Core (trace the code)

  1. In Sampler.forward (sampler.py:67), where are per-request params read from, and why are they tensors rather than a Python loop?
  2. What is a logits processor (logits_processor/interface.py)? Name three things it implements.
  3. How does parallel sampling (parallel_sampling.py) reuse prefix caching for n>1?

Build (your lab)

  1. In lab-01, why must repetition penalty be applied before temperature?
  2. Add frequency and presence penalties (count-scaled vs flat) and test their difference.
  3. Implement a logit_bias logits processor (add a constant to specified token ids) and verify a strongly biased token dominates.

Design (staff-level)

  1. You must apply 256 different (temperature, top_p, penalties) in one decode step.

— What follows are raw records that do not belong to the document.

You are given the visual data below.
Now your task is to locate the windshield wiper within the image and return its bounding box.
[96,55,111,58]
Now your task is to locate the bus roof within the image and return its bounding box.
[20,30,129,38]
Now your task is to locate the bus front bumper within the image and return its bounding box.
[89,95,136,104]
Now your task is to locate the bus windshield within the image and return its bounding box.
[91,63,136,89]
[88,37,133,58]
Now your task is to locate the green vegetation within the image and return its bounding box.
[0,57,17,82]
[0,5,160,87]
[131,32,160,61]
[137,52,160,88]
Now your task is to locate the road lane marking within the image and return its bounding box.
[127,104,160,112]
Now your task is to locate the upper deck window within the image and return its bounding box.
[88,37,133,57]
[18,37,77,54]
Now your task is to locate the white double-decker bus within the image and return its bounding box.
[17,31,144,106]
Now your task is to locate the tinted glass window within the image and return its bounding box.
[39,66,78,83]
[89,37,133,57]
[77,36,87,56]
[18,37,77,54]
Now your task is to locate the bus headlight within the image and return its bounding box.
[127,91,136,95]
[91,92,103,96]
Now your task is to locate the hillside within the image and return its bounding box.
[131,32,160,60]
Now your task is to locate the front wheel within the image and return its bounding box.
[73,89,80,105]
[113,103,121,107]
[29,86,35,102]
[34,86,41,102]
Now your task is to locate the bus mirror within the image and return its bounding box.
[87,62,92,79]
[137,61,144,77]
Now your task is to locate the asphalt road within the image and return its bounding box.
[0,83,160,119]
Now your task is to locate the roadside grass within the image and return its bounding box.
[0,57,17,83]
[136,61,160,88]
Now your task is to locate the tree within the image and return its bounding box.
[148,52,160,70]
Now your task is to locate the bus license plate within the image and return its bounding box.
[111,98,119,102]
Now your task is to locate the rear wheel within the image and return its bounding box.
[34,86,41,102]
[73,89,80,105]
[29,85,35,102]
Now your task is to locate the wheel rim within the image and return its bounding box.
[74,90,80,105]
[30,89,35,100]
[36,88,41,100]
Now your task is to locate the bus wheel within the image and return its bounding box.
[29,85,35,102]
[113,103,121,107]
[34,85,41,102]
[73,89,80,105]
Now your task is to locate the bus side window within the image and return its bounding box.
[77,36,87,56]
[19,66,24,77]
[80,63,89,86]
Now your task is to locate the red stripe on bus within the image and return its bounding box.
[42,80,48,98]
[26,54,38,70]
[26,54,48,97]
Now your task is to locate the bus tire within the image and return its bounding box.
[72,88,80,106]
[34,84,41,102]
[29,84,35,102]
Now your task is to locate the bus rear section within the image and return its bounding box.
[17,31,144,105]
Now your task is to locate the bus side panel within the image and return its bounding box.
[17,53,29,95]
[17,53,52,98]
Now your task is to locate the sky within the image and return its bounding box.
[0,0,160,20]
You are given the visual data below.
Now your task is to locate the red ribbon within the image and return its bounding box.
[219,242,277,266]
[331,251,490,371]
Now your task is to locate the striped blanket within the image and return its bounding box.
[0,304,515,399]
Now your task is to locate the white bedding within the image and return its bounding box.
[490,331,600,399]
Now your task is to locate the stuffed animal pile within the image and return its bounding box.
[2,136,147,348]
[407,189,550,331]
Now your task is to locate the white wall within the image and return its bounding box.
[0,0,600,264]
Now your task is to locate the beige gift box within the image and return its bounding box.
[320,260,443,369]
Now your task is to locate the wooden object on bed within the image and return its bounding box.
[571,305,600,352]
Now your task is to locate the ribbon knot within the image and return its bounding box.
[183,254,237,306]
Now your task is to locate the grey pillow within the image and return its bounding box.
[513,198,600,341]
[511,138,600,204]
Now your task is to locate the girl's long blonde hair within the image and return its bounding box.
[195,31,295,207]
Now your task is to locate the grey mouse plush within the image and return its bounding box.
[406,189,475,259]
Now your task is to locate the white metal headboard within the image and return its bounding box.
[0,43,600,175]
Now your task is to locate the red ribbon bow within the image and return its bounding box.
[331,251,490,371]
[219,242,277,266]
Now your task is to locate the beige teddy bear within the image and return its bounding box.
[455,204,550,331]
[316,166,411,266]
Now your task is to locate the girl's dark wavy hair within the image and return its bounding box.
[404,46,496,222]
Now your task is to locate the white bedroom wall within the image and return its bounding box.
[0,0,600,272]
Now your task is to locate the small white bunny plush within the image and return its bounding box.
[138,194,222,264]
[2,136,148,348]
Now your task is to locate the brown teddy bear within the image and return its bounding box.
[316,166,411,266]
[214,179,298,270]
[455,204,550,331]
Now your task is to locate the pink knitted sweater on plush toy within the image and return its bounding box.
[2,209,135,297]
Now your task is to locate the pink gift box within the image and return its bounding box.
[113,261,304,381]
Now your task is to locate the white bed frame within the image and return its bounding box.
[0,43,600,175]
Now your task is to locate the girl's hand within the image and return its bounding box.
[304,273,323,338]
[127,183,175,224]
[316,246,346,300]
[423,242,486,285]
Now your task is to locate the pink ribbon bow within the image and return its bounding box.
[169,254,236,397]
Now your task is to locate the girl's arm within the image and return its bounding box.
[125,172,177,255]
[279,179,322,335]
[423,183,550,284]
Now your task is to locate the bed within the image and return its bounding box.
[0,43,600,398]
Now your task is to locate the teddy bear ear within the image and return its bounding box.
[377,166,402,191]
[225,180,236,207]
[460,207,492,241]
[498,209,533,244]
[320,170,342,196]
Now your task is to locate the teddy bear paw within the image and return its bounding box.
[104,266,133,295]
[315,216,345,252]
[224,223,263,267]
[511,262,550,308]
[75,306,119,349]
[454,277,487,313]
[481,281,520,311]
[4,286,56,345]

Sketch the data layout and why a Python loop is unacceptable on the hot path.
  2. A user reports repetitive loops at temperature 0. What knobs help, and what's the tradeoff of each (penalty too high degrades quality)?
  3. Beam search is requested for a production endpoint. Explain why it's awkward in continuous batching and how you'd bound its cost.

Self-grading

4–6 and 10–12 are interview-grade. Could you whiteboard the batched pipeline and name the files? If not, re-read 01-deep-dive.md.